Configuring Message Accumulation Monitoring
Unprocessed messages accumulate if the client's consumption is slower than the server's sending. When accumulated messages cannot be consumed in time, we can configure alarm rules so that you will be notified when the number of accumulated messages in a consumer group exceeds the threshold.
Configuring Simple Message Notification​
Creating a Topic​
- Log in to the Open Telekom Cloud Console -> Simple Message Notification -> Topics and click Create Topic.
- Give it a name, e.g. test_topic and click OK.
Creating a Subscription​
- Go to the Open Telekom Cloud Console -> Simple Message Notification -> Subscriptions and click Add Subscription.
Figure 1 Add a Subscription to the Topic
- Click Select Topic and choose the topic we just created.
- Set Protocol to
Email
. - Add an Endpoint (an email address you have direct access to) and click OK.
Back to the Subscriptions console click Request Confirmation:
Figure 2 Request Subscription Confirmation
and click Confirm Subscription in the "SMN-Confirming Your Subcription" email:
Figure 3 Respond to the Subscription Confirmation Request Email
Configuring Cloud Eye​
- Log in to the Open Telekom Cloud Console -> Cloud Eye -> Distributed Message Service -> Kafka Platinum.
- Find your Kafka instance in the list and click Create Alarm Rule.
Figure 4 Create a Cloud Eye Alarm Rule
Creating an Alarm Rule​
- Set Template to
DMS Kafka Instance Alarm Template
. - Set Notification Object to the name of the SMN topic we created in the previous step (in this case test_topic) and click Create.
Figure 5 Configure the Cloud Eye Alarm Rule
Run a simulation​
We are going to rely in a small Golang package that creates a DMS Kafka topic, a message producer, a bunch of message consumers in order to simulate accumulated unprocessed messages in our Kafka instance.
You can find more information about the implementation details of this package in the Best Practice: Optimizing Consumer Polling.
Cloning the repository​
Clone the repo in your local development machine:
git clone https://github.com/opentelekomcloud-blueprints/kafka-optimizing-consumer-pulling.git
Configuring the Parameters​
For this lab, we want to give a handicap to the consumers so we can simulate an accumulation of unprocessed messages. For that matter, open main.go in the editor of your choice and make the following changes:
- Set
messages
to1000
-> Produces a significant amount of messages to facilitate our observation.
var (
consumers = 5
partitions = 3
messages = 1000
logLevel = slog.LevelInfo
cleanExit = true
)
- Raise
MaxWaitTime
to1000
milliseconds -> For more details howMaxWaitTime
affects the consumers consult Optimizing Consumer Polling-Use Long Polling.

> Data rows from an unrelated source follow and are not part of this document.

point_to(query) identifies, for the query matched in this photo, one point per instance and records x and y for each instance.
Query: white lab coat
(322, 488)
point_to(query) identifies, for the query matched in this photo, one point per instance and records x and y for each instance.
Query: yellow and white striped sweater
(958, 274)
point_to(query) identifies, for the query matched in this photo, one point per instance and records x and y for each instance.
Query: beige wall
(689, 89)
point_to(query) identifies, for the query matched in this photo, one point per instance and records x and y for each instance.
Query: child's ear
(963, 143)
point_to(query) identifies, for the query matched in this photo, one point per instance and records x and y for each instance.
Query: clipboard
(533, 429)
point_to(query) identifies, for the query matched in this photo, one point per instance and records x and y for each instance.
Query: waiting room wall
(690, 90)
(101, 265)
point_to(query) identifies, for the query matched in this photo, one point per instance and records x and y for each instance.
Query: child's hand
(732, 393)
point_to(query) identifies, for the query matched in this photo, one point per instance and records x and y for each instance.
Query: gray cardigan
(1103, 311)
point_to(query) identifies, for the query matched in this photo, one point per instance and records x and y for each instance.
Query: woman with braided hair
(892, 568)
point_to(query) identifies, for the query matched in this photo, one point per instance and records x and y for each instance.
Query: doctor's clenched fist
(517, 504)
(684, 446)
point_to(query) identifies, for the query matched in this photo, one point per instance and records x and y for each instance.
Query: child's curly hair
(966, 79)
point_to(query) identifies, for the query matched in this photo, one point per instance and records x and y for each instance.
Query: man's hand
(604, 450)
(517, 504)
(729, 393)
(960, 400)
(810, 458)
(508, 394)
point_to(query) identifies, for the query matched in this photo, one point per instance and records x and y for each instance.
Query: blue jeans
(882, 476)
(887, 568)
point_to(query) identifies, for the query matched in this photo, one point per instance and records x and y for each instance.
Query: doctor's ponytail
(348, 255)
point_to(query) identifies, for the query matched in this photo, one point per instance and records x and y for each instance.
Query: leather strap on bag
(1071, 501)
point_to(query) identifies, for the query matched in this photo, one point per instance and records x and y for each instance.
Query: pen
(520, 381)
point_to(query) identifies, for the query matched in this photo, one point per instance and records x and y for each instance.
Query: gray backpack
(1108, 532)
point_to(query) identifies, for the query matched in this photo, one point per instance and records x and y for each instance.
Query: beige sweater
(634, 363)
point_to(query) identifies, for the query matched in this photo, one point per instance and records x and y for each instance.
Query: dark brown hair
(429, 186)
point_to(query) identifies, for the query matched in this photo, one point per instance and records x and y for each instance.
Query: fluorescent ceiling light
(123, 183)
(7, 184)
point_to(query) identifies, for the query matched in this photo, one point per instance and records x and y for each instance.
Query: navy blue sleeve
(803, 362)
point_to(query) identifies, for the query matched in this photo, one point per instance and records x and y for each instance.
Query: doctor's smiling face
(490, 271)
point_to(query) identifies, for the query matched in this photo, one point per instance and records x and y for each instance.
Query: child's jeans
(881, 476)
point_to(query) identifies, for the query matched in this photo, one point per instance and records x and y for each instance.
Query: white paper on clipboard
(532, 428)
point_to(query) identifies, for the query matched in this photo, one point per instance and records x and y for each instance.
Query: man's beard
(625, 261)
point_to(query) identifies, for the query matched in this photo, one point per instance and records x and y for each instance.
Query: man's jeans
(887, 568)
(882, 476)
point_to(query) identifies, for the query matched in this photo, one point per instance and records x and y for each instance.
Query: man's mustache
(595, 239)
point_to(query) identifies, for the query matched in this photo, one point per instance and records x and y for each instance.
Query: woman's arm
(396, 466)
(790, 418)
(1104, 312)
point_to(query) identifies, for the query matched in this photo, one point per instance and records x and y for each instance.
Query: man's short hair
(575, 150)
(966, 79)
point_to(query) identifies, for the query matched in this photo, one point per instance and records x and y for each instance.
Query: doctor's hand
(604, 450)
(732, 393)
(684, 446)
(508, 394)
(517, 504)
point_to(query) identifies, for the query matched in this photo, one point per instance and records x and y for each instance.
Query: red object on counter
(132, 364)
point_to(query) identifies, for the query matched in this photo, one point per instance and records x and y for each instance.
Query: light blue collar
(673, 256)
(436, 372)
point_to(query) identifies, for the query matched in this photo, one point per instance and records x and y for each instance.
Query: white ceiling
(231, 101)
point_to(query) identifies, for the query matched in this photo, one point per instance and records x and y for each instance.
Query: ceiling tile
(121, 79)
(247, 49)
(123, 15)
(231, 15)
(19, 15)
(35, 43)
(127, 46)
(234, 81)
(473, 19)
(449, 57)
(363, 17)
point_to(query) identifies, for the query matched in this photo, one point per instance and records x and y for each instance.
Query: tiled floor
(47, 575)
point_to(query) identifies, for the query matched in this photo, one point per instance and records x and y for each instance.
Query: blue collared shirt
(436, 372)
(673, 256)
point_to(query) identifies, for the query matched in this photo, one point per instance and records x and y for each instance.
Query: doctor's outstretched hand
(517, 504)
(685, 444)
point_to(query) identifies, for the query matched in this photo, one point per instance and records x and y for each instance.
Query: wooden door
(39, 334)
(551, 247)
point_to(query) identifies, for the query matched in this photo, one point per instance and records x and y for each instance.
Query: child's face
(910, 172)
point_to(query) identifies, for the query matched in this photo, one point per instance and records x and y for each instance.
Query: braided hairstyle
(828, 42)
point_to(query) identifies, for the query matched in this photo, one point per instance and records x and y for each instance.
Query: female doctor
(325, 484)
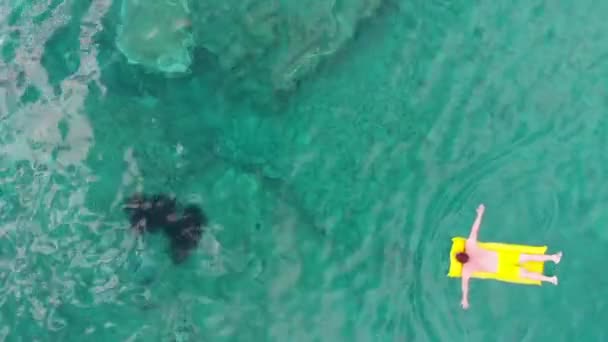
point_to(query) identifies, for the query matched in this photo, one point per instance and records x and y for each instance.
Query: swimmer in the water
(476, 259)
(159, 211)
(150, 213)
(186, 232)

func newConsumer(ctx context.Context, consumerId int, wg *sync.WaitGroup) {
defer wg.Done()
config := sarama.NewConfig()
config.Consumer.Group.Rebalance.GroupStrategies = []sarama.BalanceStrategy{sarama.NewBalanceStrategyRoundRobin()}
config.Consumer.Offsets.Initial = sarama.OffsetOldest
config.Consumer.MaxWaitTime = 1000 * time.Millisecond
- Start the simulation and go to Open Telekom Cloud Console -> Distributed Message Service -> Monitoring -> Monitoring Details and you will notice that the consumers they start lagging behind and unprocessed messages begin to accumulate:
Figure 6 Kafka Instance Monitoring Details
Soon enough, when the limit set in the alarm rule is met, you will receive an email from SMN that will inform you that a Major Alarm is triggered by Cloud Eye concerning the Kafka instance:
Figure 7 Major Alarm is triggered
- Let the simulation continue, and as the time passes the consumers are starting catching up you will be informed by a second email, that Cloud Eye delegated the situation and the Major Alarm is now been suppressed:
Figure 8 Major Alarm is over
You can set up alerts for a variety of Kafka metrics beyond Accumulated Messages. In addition to targeting the Kafka instance itself, you have the option to focus on individual brokers, specific topics, or distinct consumer groups. This flexibility allows for more granular monitoring and quicker responses to potential issues within your DMS/Kafka environment.